В это время он делал инсценировку по роману «Преступление и наказание» для Любимова в Театре на Таганке. Все стены его восьмиметровой каморки были обклеены страницами романа. Порой казалось, он слегка подвинулся рассудком. Говорил со мной непонятными фразами: «Как ты не понимаешь, да ведь тут АРИФМЕТИКА!» Случались удивительные признания: «Больше я уже никогда не смогу писать по-старому. Критика и публицистика, которыми я занимался, в идеале должны концентрировать в себе одновременно энергию мысли и чувства, вызывая тем самым художественный эффект мобилизации мысли в читателе. Мысль в тексте при этом ни на секунду не может быть оторвана от человеческого переживания. Здесь нельзя врать ни на волосок. Микроб лжи, неточности мгновенно все убьет».
Достоевский обрекал его на правду. В муках и одновременно в радости рождалась его книга «Самообман Раскольникова», о которой Дмитрий Сергеевич Лихачев во внутренней рецензии написал, что это «одна из самых интересных книг о Достоевском, которую довелось читать». Когда книга вышла в издательстве «Художественная литература», ее буквально передавали друг другу студенты, преподаватели, учителя, многие и многие. Книга эта, вошедшая позже в другие издания автора («Достоевский и канун XXI века» и «Достоевский и Апокалипсис»), на мой взгляд, – лучшая из того, что написал Карякин.
Глава восьмая
Глухие семидесятые. Наши потери
От оттепели не осталось и лужицы. Подморозили всё. Кого-то власти выслали на Восток, в лагеря, кого-то упрятали в психушки, кого-то отправили на Запад. К интеллектуалам и профессионалам, знатокам
Тошка Якобсон
Анатолий Якобсон, Тошка, как звали его все, кто его любил, был, пожалуй, самым ярким жителем нашего дома. Фантастически талантливый поэт, ученик Давида Самойлова, гениальный переводчик, блестящий филолог, историк и преподаватель литературы. Его уроки по литературе и истории в физико-математической школе № 2, его лекции в литературном кружке вспоминают и сегодня.
Как-то ранним летним утром 1968 года – я собиралась на работу, а Карякин еще не ложился после своих обычных ночных рабочих бдений – в проеме двери нашей квартиры (дверь у нас и на ночь не запиралась) появилась взлохмаченная кучерявая голова и слегка осипшим и странно-просительным голосом проговорила: «Юрий Федорович, хочу вам стихи почитать. Может, послушаете?»
– Тошка, дорогой, заходи, – немедленно отозвался Карякин.

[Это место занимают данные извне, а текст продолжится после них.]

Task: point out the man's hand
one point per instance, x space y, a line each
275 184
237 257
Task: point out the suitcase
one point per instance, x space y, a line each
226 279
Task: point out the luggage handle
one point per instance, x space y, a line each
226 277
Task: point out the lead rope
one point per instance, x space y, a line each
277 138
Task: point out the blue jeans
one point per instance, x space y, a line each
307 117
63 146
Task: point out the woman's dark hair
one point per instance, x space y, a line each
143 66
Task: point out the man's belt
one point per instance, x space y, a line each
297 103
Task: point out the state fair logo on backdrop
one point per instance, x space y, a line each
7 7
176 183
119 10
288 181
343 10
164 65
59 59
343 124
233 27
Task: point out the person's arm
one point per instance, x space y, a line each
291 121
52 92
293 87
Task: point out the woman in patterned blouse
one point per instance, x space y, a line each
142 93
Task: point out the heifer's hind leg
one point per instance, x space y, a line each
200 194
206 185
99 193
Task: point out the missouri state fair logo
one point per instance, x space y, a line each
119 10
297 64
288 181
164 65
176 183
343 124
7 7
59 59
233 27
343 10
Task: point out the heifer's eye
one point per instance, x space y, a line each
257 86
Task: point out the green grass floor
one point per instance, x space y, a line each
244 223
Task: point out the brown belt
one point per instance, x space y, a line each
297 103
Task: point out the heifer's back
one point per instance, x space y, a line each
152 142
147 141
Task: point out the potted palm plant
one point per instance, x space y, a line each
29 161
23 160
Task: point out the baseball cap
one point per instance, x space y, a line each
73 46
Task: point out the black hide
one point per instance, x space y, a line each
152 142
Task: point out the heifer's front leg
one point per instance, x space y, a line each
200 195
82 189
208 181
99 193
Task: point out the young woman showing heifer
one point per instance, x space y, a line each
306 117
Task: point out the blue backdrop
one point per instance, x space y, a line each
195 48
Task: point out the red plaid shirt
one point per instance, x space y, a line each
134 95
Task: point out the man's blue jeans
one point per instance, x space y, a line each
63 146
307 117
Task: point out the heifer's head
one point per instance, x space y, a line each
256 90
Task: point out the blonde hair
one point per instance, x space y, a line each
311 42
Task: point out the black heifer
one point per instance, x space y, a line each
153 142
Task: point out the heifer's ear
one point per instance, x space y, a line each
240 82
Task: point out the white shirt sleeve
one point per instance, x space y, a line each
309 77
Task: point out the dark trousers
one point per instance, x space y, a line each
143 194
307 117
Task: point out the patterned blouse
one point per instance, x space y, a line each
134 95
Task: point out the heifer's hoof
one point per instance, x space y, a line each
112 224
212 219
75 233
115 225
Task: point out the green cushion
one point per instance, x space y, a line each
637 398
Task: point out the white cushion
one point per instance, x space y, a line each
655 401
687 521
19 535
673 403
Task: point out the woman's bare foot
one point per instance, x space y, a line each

Вслед за головой появилось упругое молодое тело в потертых джинсах и помятой ковбойке. Симпатичный незнакомец, крепыш с обезоруживающей улыбкой мальчишки, стремительно прошмыгнул в Юрину комнатенку. Дверь закрылась. И уже через минуту оттуда раздавался заразительный смех.
Когда вернулась с работы, застала их уже тепленькими. Они смотрели друг на друга влюбленными глазами. Тошка читал стихи, оба они никак не могли наговориться. Полагаю, помогала им водочка в стаканчиках гранененьких да простая закусочка – винегрет, оставленный мною в холодильнике.
Так в нашей жизни появился Толя Якобсон, сосед с десятого этажа, человек поразительного обаяния и чрезвычайно буйного нрава, при этом удивительно застенчивый, будто стыдящийся неуемности своего темперамента и таланта.
Я до сих пор не знаю, насколько Юра был вовлечен в его «Хронику текущих событий». Конечно, всё читал, все тошкины дела знал, но мне никогда ничего не показывал. Оберегал. «Меньше знаешь, лучше спишь». Ведь в квартире Улановской и Якобсона собирались диссиденты, редактировалась «Хроника», частенько приходил Петр Якир, а за ним проникали и провокаторы. Петя много пил, был неряшлив в связях. Однажды я стала случайным свидетелем такого сборища. И с тех пор – ни ногой в квартиру Якобсонов.
Карякина с Толей объединила не столько политика, сколько литература, поэзия. Юра в те годы весь ушел в Достоевского, и ему нужен был внимательный и профессиональный слушатель. Карякин открывал для себя Достоевского, мучился, хотел применить философские суждения его к своей публицистике. Много думал над романом «Бесы» и над «бесовщиной», побеждавшей живую жизнь в нашей стране. Анатолий разделял его суждения, но ему ближе был Толстой. И, помнится, он страстно защищал толстовские идеи ненасилия. Он вообще, как я уже теперь понимаю, боялся насилия, боялся обидеть, задеть ближнего. И это притом, что с обидчиками и хамами был крут на расправу, тем паче, что физически очень силен.